The Black Affairs Council’s Cafe Soul signifies the raw talent present here at the University of Georgia

Singers sung their hearts out. Spoken word artists delivered gut-wrenching performances. Saxophone notes soared, a voice echoed through the room that would make Adele cry, and most importantly, life was given.


“A night like this just tells us what a great amount of diversity we have on campus, but also the extraordinary talents they all have,” said University of Georgia President Jere Morehead. “Great singers, great artists, great musicians, it has been a great experience.”

Cafe Soul 2014 was nothing short of awe-inspiring from start to finish. The Black Affairs Council left everyone attending in the packed crowd with a night of music, poetry, and dance few, if any, will ever forget.

“Tonight simply just confirmed how talented our students are,” said Vice President of Student Affairs Victor Wilson. “We have a talented group of students here with diverse talents. I think this is just the tip of the iceberg because they can do amazing things.”


The event was hosted by senior Mark Abere and junior Kalyn Wilson. From the opening sentence, they had the crowd in the palms of their hands. The duo worked very well together bouncing off one another all night.

“Cafe Soul is important because it shows the talent our students have outside the classroom,” said Abere. “We get bogged down with classes sometimes that we forget to express ourselves. Cafe Soul is one of those days a year we get to do that.”

Jokes were made about performers achieving ultimate LightSkin status, potential baes being found, and edges being snatched all of which had the crowd holding their stomachs for the duration of the night. In the end, the crowd, especially the hosts, were floored by the performers.

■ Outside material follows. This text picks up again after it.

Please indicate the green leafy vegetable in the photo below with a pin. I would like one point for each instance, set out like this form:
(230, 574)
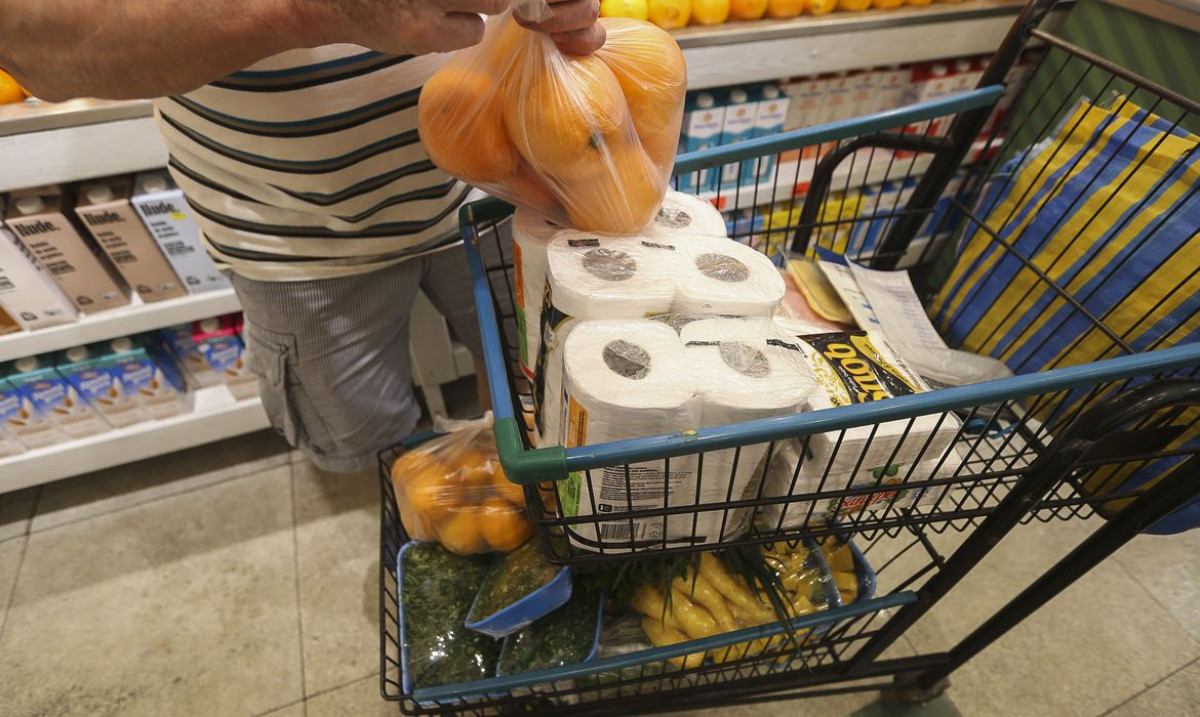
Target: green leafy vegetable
(437, 591)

“These performances have given me life,” said Kalyn Wilson. “I respect the talent and the courage these performers have shown on the stage. We are multifaceted individuals. We are intelligent, but beyond that we know art and craft and how to express it.”

No one could tell that any performer was nervous as each participant commanded the stage with nothing short of grace and confidence. Some made us think about the one that got away, some made us rethink our past, and some took us to church.

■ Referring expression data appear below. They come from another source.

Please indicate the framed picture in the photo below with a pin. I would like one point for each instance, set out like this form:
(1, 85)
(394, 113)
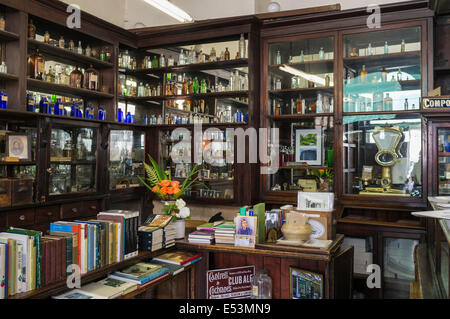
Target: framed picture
(305, 284)
(19, 146)
(308, 146)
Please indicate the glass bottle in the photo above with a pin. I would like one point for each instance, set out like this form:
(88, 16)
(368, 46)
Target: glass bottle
(61, 42)
(212, 55)
(36, 66)
(242, 53)
(227, 54)
(31, 30)
(76, 78)
(181, 58)
(363, 74)
(155, 62)
(91, 77)
(47, 37)
(321, 54)
(387, 102)
(2, 23)
(278, 57)
(88, 51)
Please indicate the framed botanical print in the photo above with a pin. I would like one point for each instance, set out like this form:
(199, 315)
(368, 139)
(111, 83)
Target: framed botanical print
(18, 146)
(305, 284)
(308, 146)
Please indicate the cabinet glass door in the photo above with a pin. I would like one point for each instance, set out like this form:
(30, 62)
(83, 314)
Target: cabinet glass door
(300, 103)
(126, 157)
(73, 153)
(382, 71)
(444, 161)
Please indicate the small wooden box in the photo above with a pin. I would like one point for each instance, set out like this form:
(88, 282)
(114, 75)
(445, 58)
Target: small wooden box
(21, 191)
(323, 221)
(5, 192)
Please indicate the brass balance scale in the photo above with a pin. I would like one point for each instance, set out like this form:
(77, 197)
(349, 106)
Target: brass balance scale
(388, 141)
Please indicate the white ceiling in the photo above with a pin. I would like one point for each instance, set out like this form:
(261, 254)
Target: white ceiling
(128, 13)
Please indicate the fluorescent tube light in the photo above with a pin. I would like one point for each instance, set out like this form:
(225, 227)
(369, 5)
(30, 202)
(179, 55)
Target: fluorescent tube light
(171, 9)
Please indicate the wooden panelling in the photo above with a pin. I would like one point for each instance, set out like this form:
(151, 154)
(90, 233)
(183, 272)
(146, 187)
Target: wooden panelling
(21, 218)
(47, 214)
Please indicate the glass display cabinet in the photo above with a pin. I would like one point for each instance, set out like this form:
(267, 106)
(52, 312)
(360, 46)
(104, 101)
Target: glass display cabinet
(18, 140)
(73, 160)
(300, 102)
(126, 157)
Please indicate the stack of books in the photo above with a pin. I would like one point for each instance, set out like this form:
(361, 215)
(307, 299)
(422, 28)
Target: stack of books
(142, 274)
(150, 238)
(179, 258)
(201, 237)
(224, 233)
(107, 288)
(169, 235)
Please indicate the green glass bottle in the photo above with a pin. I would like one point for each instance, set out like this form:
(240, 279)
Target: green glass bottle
(195, 88)
(154, 62)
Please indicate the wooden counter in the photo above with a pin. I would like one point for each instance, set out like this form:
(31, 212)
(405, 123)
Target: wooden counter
(334, 264)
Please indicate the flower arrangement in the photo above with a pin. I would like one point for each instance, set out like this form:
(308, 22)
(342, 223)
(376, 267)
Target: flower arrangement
(169, 191)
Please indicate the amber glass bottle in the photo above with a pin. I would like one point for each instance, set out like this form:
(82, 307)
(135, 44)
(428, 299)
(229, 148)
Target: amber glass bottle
(36, 66)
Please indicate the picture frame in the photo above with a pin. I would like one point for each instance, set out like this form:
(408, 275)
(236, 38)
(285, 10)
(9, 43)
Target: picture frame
(305, 284)
(308, 146)
(18, 146)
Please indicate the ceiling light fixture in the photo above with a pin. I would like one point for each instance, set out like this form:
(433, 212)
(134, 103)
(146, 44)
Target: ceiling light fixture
(171, 9)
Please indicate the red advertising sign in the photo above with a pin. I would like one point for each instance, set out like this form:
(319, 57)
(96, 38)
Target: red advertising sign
(231, 283)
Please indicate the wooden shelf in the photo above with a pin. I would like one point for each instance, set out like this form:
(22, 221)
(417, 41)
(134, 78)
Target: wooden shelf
(60, 286)
(7, 76)
(287, 117)
(20, 163)
(52, 88)
(65, 55)
(230, 64)
(303, 90)
(8, 36)
(277, 66)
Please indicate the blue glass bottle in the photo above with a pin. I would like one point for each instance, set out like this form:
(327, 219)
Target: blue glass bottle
(31, 107)
(3, 100)
(101, 114)
(120, 118)
(128, 118)
(43, 105)
(58, 108)
(89, 112)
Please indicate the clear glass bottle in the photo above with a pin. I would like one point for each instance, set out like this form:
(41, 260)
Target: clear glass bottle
(36, 66)
(261, 285)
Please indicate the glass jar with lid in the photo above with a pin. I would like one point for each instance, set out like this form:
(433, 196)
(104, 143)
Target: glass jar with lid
(91, 79)
(76, 78)
(261, 285)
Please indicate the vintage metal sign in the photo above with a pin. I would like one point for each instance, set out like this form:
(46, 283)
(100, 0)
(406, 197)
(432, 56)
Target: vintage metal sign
(436, 102)
(231, 283)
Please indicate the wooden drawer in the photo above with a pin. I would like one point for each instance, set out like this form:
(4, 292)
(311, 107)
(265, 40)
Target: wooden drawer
(91, 208)
(5, 192)
(72, 210)
(47, 214)
(22, 192)
(20, 218)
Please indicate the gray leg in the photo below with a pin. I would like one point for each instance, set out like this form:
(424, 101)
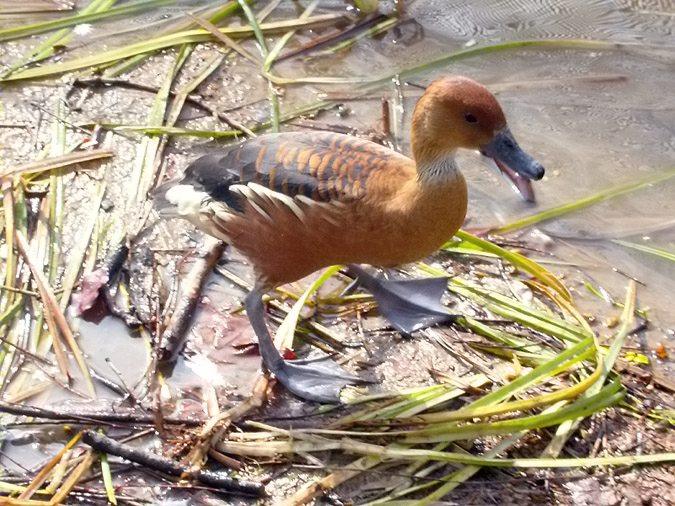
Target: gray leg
(408, 304)
(319, 381)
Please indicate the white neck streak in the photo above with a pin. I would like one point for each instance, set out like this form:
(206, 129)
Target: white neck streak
(442, 170)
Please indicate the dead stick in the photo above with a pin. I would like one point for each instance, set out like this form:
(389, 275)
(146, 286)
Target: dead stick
(175, 335)
(97, 417)
(211, 478)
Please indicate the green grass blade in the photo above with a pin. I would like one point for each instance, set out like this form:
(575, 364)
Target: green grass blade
(286, 331)
(60, 38)
(107, 479)
(566, 429)
(17, 32)
(161, 42)
(260, 37)
(444, 61)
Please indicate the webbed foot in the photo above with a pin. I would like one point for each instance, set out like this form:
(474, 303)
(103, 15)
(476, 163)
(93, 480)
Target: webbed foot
(408, 304)
(313, 380)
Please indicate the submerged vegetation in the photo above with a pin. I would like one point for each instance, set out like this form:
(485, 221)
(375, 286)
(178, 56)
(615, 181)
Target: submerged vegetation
(530, 370)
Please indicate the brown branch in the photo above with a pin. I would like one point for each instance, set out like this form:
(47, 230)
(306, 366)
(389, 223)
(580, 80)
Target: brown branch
(216, 479)
(175, 335)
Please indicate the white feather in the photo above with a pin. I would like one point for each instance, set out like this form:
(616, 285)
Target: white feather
(278, 197)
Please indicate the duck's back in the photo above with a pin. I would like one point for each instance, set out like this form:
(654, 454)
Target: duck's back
(295, 202)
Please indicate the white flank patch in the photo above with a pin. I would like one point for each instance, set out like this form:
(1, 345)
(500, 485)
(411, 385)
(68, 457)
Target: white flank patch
(186, 199)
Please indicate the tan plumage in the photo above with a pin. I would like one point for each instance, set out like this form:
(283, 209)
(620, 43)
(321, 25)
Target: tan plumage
(296, 202)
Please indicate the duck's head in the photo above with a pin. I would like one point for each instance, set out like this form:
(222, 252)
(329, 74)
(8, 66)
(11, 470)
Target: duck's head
(457, 112)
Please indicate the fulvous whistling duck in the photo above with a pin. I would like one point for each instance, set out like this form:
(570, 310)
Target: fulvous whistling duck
(296, 202)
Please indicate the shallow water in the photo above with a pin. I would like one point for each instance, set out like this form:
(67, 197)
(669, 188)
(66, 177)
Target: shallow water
(594, 118)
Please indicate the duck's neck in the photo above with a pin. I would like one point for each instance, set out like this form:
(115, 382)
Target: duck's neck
(438, 171)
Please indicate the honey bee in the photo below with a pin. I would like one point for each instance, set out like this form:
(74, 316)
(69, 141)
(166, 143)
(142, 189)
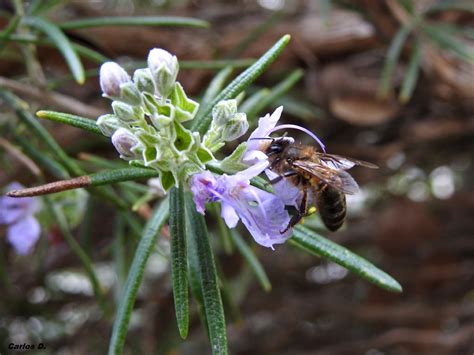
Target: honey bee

“Performing leaves me speechless,” said sophomore performer Tifara Brown. “The person I want to be and the person I know I can be comes out when I’m on stage. It’s just indescribable.”

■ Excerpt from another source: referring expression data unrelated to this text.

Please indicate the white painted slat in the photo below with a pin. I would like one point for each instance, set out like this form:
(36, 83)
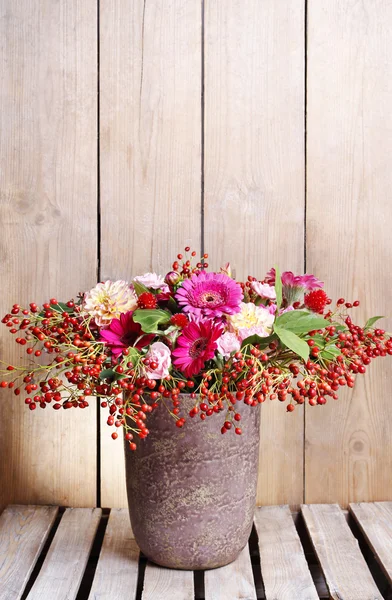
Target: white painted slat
(232, 581)
(345, 569)
(64, 565)
(167, 584)
(23, 532)
(375, 521)
(283, 564)
(118, 565)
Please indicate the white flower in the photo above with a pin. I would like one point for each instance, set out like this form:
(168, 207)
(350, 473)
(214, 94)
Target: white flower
(251, 320)
(228, 343)
(264, 290)
(158, 353)
(152, 281)
(108, 300)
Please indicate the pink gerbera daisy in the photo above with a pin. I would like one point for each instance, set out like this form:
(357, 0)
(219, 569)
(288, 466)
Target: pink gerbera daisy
(196, 345)
(123, 333)
(210, 295)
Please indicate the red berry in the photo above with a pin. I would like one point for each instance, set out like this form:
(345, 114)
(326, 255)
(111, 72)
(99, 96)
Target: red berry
(147, 300)
(179, 320)
(316, 301)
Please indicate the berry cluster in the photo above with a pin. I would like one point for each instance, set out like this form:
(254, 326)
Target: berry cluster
(129, 370)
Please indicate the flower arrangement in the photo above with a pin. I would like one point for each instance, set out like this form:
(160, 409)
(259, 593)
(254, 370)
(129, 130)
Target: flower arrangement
(194, 332)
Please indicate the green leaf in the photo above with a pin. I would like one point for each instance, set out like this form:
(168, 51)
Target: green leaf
(149, 319)
(258, 340)
(278, 288)
(139, 288)
(330, 352)
(133, 355)
(370, 322)
(61, 307)
(300, 321)
(293, 342)
(110, 374)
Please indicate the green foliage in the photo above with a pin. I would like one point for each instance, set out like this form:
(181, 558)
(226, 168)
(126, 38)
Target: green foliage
(149, 319)
(139, 288)
(261, 342)
(293, 342)
(300, 321)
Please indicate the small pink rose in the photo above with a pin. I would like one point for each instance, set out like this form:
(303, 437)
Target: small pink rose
(264, 290)
(228, 343)
(158, 353)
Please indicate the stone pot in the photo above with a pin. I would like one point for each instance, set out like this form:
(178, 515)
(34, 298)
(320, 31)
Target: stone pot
(192, 491)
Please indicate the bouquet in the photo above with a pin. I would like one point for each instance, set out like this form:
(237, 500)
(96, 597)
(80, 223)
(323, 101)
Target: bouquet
(138, 346)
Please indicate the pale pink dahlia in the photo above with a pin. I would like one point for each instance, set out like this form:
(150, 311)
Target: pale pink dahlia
(196, 344)
(210, 295)
(108, 300)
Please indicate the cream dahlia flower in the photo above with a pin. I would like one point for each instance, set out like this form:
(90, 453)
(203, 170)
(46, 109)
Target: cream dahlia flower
(108, 300)
(251, 320)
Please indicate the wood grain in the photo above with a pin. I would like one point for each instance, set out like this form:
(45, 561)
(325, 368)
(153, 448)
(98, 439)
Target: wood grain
(232, 581)
(118, 565)
(167, 584)
(150, 134)
(23, 532)
(345, 569)
(375, 521)
(254, 177)
(64, 565)
(283, 564)
(349, 219)
(48, 236)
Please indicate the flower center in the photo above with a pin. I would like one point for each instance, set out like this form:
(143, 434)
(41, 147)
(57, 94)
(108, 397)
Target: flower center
(211, 298)
(197, 347)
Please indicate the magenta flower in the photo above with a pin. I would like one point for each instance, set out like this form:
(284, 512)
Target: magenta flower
(210, 295)
(294, 286)
(195, 346)
(123, 333)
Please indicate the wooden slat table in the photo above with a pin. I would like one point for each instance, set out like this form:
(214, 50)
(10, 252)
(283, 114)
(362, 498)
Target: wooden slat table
(47, 553)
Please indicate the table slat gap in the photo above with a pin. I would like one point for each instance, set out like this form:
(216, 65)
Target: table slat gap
(23, 533)
(284, 568)
(65, 563)
(345, 569)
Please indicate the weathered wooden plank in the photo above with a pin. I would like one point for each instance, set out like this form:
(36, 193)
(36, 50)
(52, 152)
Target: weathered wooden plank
(375, 521)
(284, 568)
(167, 584)
(345, 569)
(254, 178)
(348, 233)
(67, 557)
(150, 153)
(118, 565)
(232, 581)
(48, 241)
(23, 532)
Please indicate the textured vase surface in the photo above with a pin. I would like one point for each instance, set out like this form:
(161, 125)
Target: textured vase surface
(192, 491)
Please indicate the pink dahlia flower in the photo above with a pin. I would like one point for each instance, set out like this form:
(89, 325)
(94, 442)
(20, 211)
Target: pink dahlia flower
(195, 346)
(123, 333)
(210, 295)
(294, 286)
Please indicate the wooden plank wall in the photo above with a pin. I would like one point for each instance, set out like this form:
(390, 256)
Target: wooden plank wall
(244, 127)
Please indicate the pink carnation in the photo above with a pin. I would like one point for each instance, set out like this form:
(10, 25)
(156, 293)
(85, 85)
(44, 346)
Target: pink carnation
(158, 353)
(228, 343)
(210, 295)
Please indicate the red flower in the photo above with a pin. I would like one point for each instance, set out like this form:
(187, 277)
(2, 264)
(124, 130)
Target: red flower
(123, 333)
(316, 301)
(179, 320)
(195, 346)
(147, 300)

“Spoken word gives you the power to connect with people on an intellectual level,” said junior performer Darrell Ballard. “There are things in life that people go through that you go through as well. If you can put that into words, make it rhyme, create metaphors, it gives them the ability to express themselves through you.”

An event like this reflects on the effectiveness of the organization who throws it. The Black Affairs Council continues to provide the student body with diverse events for diverse audiences. Last night was yet another reminder of that as it was a celebration of different cultures.

“As a black student, I love seeing a group {BAC} promote black culture in a positive light,” said Brown. “It’s priceless. You can’t put a price tag on the effect that has on a group of people.”